Вчера ездил на свидание с Горьким. Потом видел Воронского. На обратном пути в вагоне слышу, рабочие говорят, читая газету: «Русский Горький приехал». Я спросил: «Что значит русский Горький в отношении к Максиму Горькому?» – «А как же, – сказал один, – был итальянский, фашистский, теперь русский, коммунистический».

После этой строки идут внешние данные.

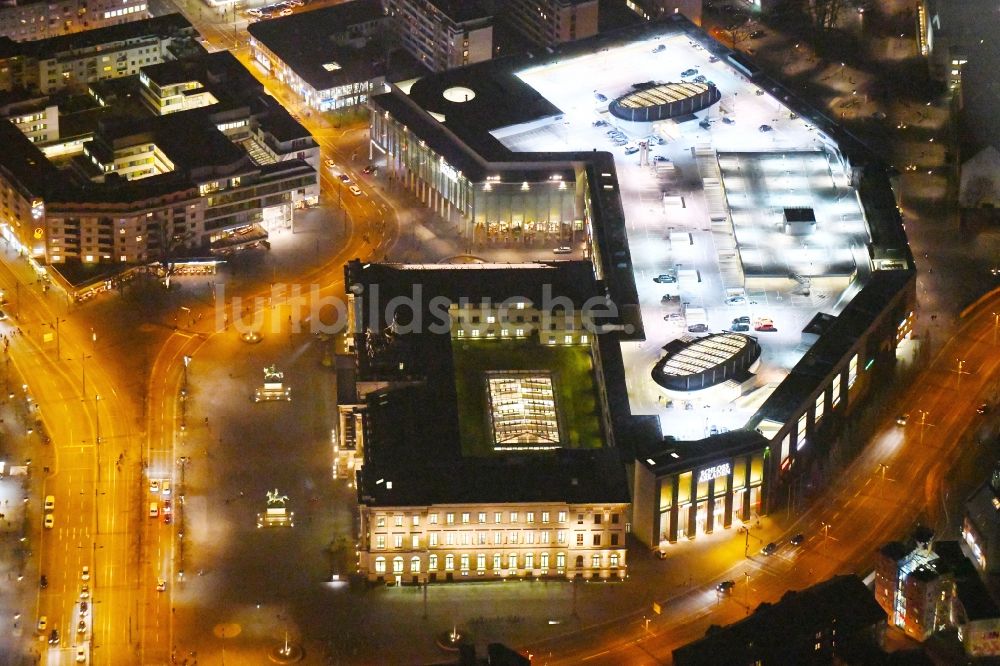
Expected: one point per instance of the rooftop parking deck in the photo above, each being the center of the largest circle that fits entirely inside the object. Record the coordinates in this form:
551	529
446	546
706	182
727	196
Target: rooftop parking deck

После того у нас был продолжительный разговор. Я доказывал, что Горький – писатель, ему удобней было писать в Италии, вот он там и жил. «Удобней-то, конечно, – отвечал рабочий, – да вот почему же, когда нам приходилось кровь проливать и голодать, мы не думали об удобствах». – «Ну, так ваше дело, – говорил я, – воевать, а его дело писать». – «И это не ответ. Если его дело наблюдать, то почему же он тогда нас не наблюдал? Вот бы теперь и писал. А то ведь уехал, бросил, вызвать массу умел, а когда масса выступила, испугался. Теперь ему 60 лет. Пять лет наблюдать будет, писать пять, а там семьдесят, в семьдесят лет плохой писатель».

Другой рабочий в газете показал одно место, там был упомянут Горький, а потом Сталин. «Понимаю, – сказал первый, – Горький выше Сталина, Горький на место Ильича. Провожали так, а встречаем вот как. Конечно, Ильич его выгнал: «уезжай от греха!» А теперь встречаем, почему же мы так его встречаем? Вот уж кости-то у Ильича, наверно, как прыгают!»

Этот рабочий стал мне рассказывать свою жизнь. Отец его был пьяница, мать рано умерла. Три дня отец, бывало, пьет, а сын ходит, высматривает деревню, где больше подают. Три дня сын кормит отца, а потом три дня отец кормит сына. «Я жизнь имел сам, как Максим Горький». – «Не пробовали писать?» – «Нет, не пробовал, я не люблю писать, я люблю жить в производстве с работами, люблю наблюдать и читать, главное, наблюдать».

Это значило следить за жизнью, понимать. Был два раза фабкомом, но недолго: это очень вредно для себя, человек быстро портится: то я ничто, на меня плюют, а то вдруг шапку снимают, в пояс кланяются. Он указал бесчисленные примеры порчи, будто бы с детей начинается, детей одевают, отделяют от рабочих, они бегают уже с детьми инженеров.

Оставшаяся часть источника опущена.